L'histoire :
Dans ce deuxième tome, on retrouve Cole Turner, encore chamboulé par sa rencontre avec Barker, le chef de Black Hat, à l’origine de toutes les fausses informations et théories du complot qui circulent dans le monde. Lui qui croyait, au sein du Department of Truth, être dans le camp du bien, se voit expliquer qu’il est en fait le pantin d’une organisation qui cherche à imposer la suprématie des Etats-Unis au monde entier, une sorte de deep state délivrant une vérité d’Etat qui ne peut être remise en cause sous peine d’être menacé, autrement dit une société néo-stalinienne qui contrôlerait l’information de A à Z. Dans un monde fait de fake news, de mensonges d’Etat et de vérités alternatives, qui croire ? A qui donner sa confiance ? Turner va être aidé dans sa quête de vérité par un vieux briscard du Department of Truth sous les traits de Hawk Harrison et sa casquette american flag vissée sur la tête. Grace à ce dernier, on en apprendra plus sur la naissance des Tulpas, ces êtres tangibles nés des théories populaires du complot comme le monstre aux yeux étoilés du Cole enfant ou encore le bigfoot que Cole et Harrison partent chasser dans la forêt.

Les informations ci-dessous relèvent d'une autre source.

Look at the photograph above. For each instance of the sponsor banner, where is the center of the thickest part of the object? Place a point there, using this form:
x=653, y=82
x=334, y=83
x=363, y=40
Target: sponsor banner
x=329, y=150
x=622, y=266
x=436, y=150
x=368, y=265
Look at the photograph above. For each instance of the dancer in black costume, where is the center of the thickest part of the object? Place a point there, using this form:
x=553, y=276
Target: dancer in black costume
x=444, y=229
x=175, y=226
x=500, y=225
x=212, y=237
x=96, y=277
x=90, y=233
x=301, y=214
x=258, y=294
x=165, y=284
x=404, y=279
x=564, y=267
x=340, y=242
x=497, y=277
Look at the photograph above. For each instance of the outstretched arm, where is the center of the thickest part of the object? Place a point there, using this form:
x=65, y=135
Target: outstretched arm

Ce qu'on en pense sur la planète BD :
Si vous aviez terminé le premier tome de Department of Truth avec quelques certitudes, vous pouvez vous attendre à tout remettre en cause à l’image du héros Cole Turner. Le scénariste James Tynion IV prend un malin plaisir à nous laver le cerveau et à utiliser toutes les théories complotistes existantes pour nous questionner sur la vérité. Est-elle gravée dans le marbre, doit-elle être remise en cause, mais aussi qui nous dit cette vérité et est-ce que la vérité n’est qu’un fait admis par la majorité ou est-ce celle que nous cache les puissants ? Au fur et à mesure de cette lecture riche en références historiques, demandant un effort de concentration, on ne cesse de se perdre avec délectation mais aussi parfois de lassitude, dans ce voyage cauchemardesque au pays de la vérité. Tout comme Cole, le vertige nous envahit et bien malin celui qui saura s’il ne se fait pas manipuler. Dans ce pays traumatisé par l’assassinat de Kennedy et le Watergate et à l’heure des réseaux sociaux et des deep fakes, Tynion IV interroge la notion même de réalité et de fiction et qui nourrit l’autre. Il est aidé en cela par l’époustouflant dessin de Martin Simmonds aux antipodes de la ligne claire et au style rappelant Dave McKean (Arkham Asylum) et Bill Sienkiewicz (Les Nouveaux Mutants) et qui continue de nous plonger dans un monde où les visages sont flous, les costumes noirs, contrastant avec les couleurs vives des Tulpas, illustrant parfaitement l’ambiance cauchemardesque de cet univers paranoïaque. Malgré tout, ce deuxième tome est très bavard en ce sens où on a le sentiment d’assister à une conférence magistrale sur les phénomènes conspirationnistes. Heureusement, le journal d’un chasseur de bigfoot s’intègre en parallèle dans le récit et nous raconte le quotidien d’un homme obsédé par cette chimère, ce qui nous permet de ne pas décrocher de la lecture accompagnée par la vision terrifiante de la créature par Simmonds. Un deuxième tome toujours aussi efficace, original et angoissant dont on attend la suite avec impatience.